Jim Leonard wrote:
Al Kossow wrote:
Russell: I suspect most of them figured out the
"basic trick", but I'm not
sure.
Kossow: What "basic trick" were you thinking of?
Russell: That you could do everything based on the spaceship unit vector.
I'm afraid I don't understand what he's getting at. Can someone explain
the "basic trick" in a bit more detail?
I'll take a stab. I just wrote a "spacewar" the other day as an, ahem,
unit test of a new lcd display driver and event (keypad) driver. It helped
me find some bugs! :-)
The ship moves in 2d space with an orientation of 0-359 degrees. In
order to "move" the ship, typically done once per game loop, you need to
add a delta-x and delta-y to the current x,y location. The
delta-x,delta-y represents the ship's velocity, it's moving at, say
2-pixels-per-frame (like 20 mph would be to a car).
To calculate the velocity you need to add acceleration to the delta.
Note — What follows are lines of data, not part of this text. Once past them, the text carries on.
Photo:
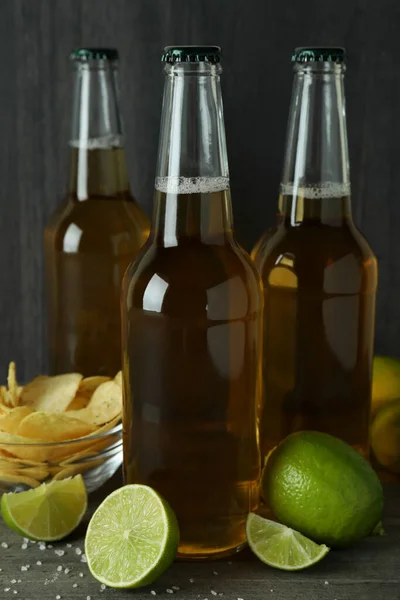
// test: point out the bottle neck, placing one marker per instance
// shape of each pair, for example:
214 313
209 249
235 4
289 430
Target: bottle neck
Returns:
97 155
192 198
316 182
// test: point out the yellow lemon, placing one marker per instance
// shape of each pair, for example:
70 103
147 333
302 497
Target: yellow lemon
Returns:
385 382
385 436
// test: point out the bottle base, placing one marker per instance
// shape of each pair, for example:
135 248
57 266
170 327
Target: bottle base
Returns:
195 554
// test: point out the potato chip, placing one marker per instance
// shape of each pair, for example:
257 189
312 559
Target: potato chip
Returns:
118 379
78 403
10 421
4 399
89 384
53 427
21 479
24 448
51 394
6 467
39 473
72 470
105 404
12 384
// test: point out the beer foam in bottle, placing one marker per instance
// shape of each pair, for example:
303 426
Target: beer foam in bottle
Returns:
98 143
191 185
317 191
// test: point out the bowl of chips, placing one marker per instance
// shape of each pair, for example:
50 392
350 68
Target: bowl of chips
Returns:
56 427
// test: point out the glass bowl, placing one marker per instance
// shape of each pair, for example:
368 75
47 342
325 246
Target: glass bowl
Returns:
96 457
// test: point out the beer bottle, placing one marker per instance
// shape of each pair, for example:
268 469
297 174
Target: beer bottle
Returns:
192 308
318 271
97 230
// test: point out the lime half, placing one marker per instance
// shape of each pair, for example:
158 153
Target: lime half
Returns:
281 547
47 513
132 538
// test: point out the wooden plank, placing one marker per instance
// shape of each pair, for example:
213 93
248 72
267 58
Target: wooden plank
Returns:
369 571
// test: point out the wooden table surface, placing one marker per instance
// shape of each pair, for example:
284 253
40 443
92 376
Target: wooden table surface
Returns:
370 571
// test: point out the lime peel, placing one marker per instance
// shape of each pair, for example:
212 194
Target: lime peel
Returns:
132 538
281 547
47 513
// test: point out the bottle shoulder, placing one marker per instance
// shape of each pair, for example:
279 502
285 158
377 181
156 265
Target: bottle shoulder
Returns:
181 279
111 224
337 259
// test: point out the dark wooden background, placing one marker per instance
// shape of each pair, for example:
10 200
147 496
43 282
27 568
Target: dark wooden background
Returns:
257 37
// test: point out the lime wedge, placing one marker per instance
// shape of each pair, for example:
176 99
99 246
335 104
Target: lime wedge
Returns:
132 538
281 547
47 513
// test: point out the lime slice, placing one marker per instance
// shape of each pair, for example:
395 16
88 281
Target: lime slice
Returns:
281 547
47 513
132 538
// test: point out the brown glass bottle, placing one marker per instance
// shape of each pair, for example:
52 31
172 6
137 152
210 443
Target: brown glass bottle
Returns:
192 307
97 230
319 274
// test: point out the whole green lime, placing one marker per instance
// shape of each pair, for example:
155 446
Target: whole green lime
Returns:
320 486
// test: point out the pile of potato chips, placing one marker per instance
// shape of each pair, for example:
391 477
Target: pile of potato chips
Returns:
56 427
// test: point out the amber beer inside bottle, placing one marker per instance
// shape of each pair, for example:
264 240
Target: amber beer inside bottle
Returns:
191 330
97 230
319 275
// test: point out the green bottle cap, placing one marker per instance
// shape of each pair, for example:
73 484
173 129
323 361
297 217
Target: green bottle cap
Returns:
86 54
319 54
174 54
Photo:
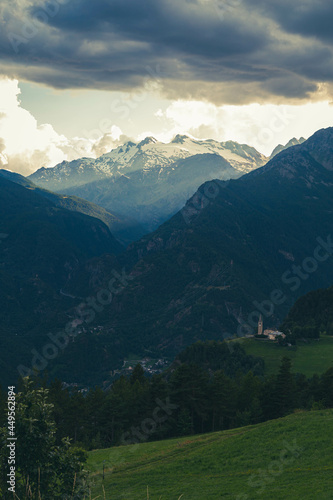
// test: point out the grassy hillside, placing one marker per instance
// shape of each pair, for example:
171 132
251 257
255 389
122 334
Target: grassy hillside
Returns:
315 356
288 458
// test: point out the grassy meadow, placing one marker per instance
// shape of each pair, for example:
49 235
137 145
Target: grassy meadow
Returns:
316 356
287 458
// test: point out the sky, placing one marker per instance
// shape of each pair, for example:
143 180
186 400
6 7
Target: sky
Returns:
80 77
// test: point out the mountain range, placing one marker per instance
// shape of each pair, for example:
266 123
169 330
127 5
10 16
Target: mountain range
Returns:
149 181
238 248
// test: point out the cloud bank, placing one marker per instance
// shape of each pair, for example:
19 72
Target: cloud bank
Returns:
222 51
26 146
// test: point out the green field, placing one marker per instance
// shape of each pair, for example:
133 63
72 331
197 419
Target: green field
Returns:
288 458
311 358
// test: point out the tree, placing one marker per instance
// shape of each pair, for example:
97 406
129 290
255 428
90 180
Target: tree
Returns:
44 470
284 388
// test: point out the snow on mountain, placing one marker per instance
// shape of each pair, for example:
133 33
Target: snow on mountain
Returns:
144 156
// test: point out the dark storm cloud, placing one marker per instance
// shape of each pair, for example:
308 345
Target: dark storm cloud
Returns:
307 18
200 48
Often
this is "thrust". The thrust has to be effected by the direction of the
nozzle,
which is generally fixed as the opposite of the ship's nose.
I just used sin & cos because I have a computer (PXA320) which is many
many orders of magnitude faster. But I suspect instead they had a table
of "unit vectors" based on the direction. Essentially it's a sin & cos
table indexed by 0-359 which produces fractional numbers from -1 to 1.
On a pdp-1 I would guess they would use fixed point math, but I've never
looked at the source code. The last time I wrote one was in 1980 on
a pdp-11 using fortran. I think I used sin & cos there also but they could
easily have been implemented using a lookup table for all I know. Or maybe
I used a lookup table. I don't remember.
(wish I'd saved that source code; apparently a few years after I left the
dept head had to confiscate all the floppies with the game on it as there was some
sort of rampant competition going on between all the grad students and nothing
was getting done :-)
Anyway, if you know the direction of the item you can figure out the
"unit vector" (unit meaning it's normalized to 1) and then you can scale
that anyway you like to get the proper motion.
as always, apologies if I'm off base.